Sixth grade passed quickly. For seventh grade my best friend would be bussed to the school in the white neighborhood and I would be bussed to the school in the black neighborhood. For me seventh grade was more of sixth grade…fighting white girls, fighting black girls, a lot of time spent talking to my best friend, a lot of time at her house wanting to learn from her and her mother but mostly a lot of time learning how to fight the war inside me. Eventually, I was freed from that time and place too.
My writing got me accepted into a new school that was billed to be the next FAME. I was EXTREMELY HAPPY when I found it was walking distance from my best friend’s house. The School of the Arts was a very special place. At the very least the first 352 of us who attended made that place a utopia for the very first few years. We had our ups and downs but for the most part everyone was accepted and loved for exactly who they were…no matter what color, what race, what religion, what sexual preference or how strange we were to the outside world.

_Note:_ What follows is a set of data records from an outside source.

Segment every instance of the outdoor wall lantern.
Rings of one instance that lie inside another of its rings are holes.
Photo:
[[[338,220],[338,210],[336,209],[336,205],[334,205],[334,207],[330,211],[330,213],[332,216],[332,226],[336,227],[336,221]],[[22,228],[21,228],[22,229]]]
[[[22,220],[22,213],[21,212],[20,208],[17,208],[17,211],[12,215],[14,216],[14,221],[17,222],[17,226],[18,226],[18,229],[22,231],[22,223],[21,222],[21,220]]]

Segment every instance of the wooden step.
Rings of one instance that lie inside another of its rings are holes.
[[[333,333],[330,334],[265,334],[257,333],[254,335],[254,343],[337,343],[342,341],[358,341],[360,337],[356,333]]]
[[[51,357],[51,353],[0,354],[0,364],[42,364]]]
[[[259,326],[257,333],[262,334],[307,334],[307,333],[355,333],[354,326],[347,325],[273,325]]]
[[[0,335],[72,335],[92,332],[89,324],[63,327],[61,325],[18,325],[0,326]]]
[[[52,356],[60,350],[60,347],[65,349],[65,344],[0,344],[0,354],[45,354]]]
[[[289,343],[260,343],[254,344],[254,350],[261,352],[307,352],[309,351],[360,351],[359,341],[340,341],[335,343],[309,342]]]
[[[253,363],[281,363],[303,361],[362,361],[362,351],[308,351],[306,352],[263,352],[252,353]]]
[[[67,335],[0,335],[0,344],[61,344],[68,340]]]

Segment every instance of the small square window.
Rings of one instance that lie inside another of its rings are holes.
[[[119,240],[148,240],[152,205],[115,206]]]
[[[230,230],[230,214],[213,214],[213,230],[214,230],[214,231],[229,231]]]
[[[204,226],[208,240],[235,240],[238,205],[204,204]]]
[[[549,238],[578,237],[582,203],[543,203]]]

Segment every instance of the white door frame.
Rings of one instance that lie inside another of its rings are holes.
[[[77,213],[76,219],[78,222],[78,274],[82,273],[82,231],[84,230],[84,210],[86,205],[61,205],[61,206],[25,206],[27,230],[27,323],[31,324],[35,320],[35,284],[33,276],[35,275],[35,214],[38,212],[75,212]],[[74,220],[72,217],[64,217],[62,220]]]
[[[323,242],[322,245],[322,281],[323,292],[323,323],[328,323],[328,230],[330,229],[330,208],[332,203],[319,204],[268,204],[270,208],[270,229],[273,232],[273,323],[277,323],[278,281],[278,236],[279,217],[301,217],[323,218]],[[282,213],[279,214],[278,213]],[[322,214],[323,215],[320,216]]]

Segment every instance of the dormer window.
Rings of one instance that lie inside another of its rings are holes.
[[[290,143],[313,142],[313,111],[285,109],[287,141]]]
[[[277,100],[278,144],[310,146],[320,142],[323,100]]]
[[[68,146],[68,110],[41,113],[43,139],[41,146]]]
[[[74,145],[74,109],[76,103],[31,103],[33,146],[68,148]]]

My journey would continue and for a long time I would be a brown Cuban who hated white people especially white women. My journey would lead me to other women who would mold me but this part of my journey made me stronger, more confident and willing to fight for myself. I will forever be grateful to Maisha and Pat for taking the time to free the mind of this child.
For the ONLY mission in life should be empowering the next generation so their minds can be free!